Figure 2

Hepatic steatosis correlates with impaired fetal development and metabolic disorders. (a,b) Plasma glucose levels during the glucose tolerance test (GTT, n = 8 dams/group) (a) and insulin tolerance test (ITT, n = 4 dams/group) (b) in pregnant mice carrying E15.5 embryos. *p < 0.01 vs. pair-fed mice from post hoc analysis for the ANOVA; p < 0.001 from the ANOVA. (c) Area under the curve (AUC) analysis for GTT (a) and ITT (b). *p < 0.01. (d) Changes in plasma insulin levels at E0 and E15.5 of mice with or without ethanol consumption before pregnancy (*p < 0.05 vs. pair-fed mice at E0; **p < 0.01 vs. pair-fed mice at E15.5; ***p < 0.001 vs.
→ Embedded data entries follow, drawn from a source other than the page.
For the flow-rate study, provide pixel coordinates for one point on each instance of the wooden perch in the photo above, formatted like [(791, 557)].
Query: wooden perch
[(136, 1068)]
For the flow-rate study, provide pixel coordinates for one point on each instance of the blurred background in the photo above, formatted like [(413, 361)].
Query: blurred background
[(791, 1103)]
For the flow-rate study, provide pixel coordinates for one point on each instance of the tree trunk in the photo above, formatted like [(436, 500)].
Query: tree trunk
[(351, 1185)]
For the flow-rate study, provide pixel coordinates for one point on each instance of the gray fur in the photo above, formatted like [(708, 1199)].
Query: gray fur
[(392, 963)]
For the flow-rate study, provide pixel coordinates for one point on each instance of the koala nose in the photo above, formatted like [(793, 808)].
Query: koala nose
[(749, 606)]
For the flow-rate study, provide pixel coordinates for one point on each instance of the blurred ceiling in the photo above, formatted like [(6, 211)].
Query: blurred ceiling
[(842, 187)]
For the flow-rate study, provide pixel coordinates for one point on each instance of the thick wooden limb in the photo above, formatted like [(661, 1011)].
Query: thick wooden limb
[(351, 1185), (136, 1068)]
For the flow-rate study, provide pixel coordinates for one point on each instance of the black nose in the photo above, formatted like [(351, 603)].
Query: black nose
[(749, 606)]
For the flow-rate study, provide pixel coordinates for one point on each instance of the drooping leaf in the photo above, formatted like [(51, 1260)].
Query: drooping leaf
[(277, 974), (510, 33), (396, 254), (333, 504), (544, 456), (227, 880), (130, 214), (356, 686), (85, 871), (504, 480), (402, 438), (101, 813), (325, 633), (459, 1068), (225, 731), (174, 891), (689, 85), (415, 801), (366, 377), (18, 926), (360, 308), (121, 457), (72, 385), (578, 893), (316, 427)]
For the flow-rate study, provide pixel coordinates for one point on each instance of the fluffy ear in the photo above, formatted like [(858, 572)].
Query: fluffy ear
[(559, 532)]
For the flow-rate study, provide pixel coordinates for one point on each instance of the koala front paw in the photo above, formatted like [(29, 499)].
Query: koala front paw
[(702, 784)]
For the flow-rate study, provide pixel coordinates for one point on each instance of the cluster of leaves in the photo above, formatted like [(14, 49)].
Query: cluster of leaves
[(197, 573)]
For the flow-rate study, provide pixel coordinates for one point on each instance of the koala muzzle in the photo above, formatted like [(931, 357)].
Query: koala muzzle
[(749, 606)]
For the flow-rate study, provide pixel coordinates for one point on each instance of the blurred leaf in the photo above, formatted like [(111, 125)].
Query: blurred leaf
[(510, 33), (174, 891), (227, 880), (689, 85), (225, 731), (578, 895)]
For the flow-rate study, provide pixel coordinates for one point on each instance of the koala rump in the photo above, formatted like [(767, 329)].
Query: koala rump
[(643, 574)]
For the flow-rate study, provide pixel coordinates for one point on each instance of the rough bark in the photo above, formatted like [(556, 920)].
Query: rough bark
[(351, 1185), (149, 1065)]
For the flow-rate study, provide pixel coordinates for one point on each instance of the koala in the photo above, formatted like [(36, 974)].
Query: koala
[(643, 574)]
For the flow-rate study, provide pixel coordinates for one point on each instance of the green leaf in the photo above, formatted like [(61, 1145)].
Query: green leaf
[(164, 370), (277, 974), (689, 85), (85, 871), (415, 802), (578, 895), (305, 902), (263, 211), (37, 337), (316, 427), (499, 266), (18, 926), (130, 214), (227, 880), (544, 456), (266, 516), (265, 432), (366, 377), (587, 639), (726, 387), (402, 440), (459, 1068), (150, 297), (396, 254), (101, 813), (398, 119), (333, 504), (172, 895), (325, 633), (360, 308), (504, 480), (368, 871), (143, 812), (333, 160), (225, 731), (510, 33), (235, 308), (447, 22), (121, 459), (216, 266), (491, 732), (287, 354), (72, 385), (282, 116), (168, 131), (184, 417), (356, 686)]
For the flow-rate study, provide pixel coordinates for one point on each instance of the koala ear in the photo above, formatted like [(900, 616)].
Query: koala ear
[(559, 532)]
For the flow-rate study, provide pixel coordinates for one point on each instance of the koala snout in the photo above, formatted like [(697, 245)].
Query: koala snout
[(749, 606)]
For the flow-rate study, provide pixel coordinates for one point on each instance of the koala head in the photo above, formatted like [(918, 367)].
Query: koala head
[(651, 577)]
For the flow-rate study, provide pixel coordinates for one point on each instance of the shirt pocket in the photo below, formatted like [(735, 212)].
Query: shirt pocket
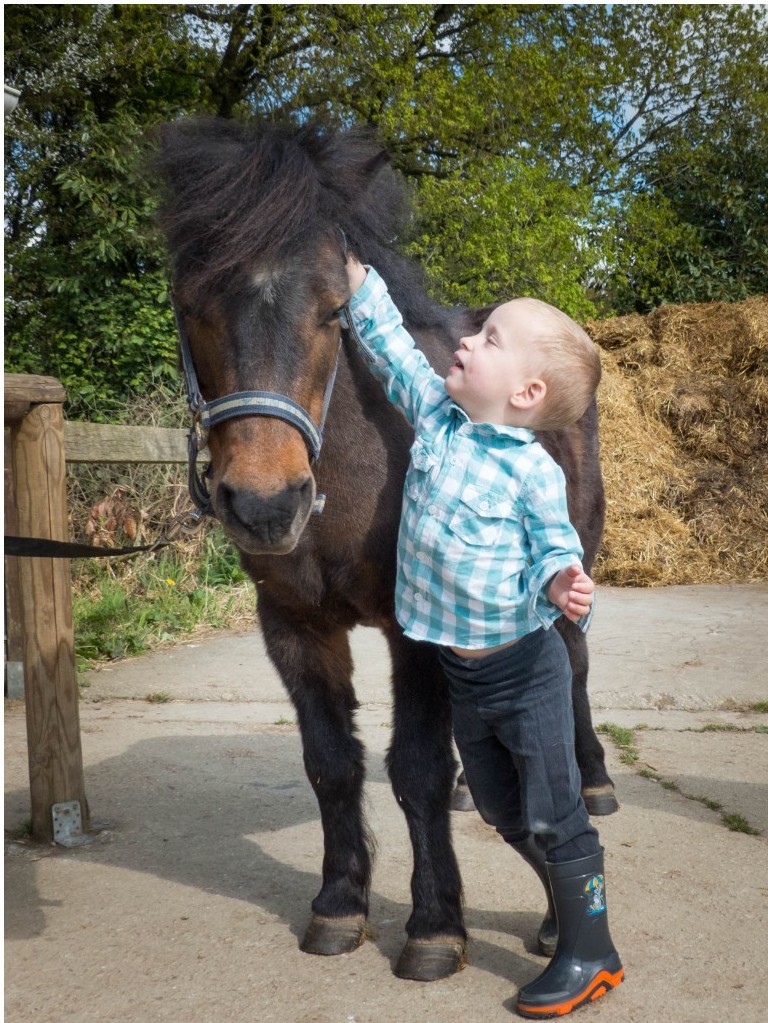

EtOH-fed mice at E0; n = 8 dams/group). (e) Representative immunoblots of insulin receptor substrate 1 (IRS-1) immunoprecipitates and total lysates (top) and densitometric quantification of blots (lower, n = 8). *p < 0.01 vs. pair-fed mice at E15.5. (f) H&E staining of liver tissue and steatosis score were measured (scale bar, 50 μm; *p < 0.01, n = 8). (g) Hepatic expression of proteins related to fatty acid oxidation and lipid accumulation by Western blots. Data for densitometry quantification of blots are shown in Fig. S2d(top panel). (h) Comparison of peroxisomal β-oxidation rate at E15.5 (*p < 0.05 vs. pair-fed mice; n = 8). (i) Correlation between SREBP1c mRNA expression and P0 macrosomia. Neonatal body weight is the mean body weight of the pups (n = 6 to 9 pups/mouse). Correlation coefficients (r) and p values are given. Data are expressed as the mean ± SEM. Data in a and b were analyzed by two-way repeated measures ANOVA with Tukey’s post hoc test. Data in d were analyzed by two-way ANOVA with Tukey’s post hoc multiple comparison test. Data in c,e,f, and h were analyzed using unpaired Student’s t test. pY, phosphorylated tyrosine; pS, phosphorylated serine; IP, immunoprecipitation.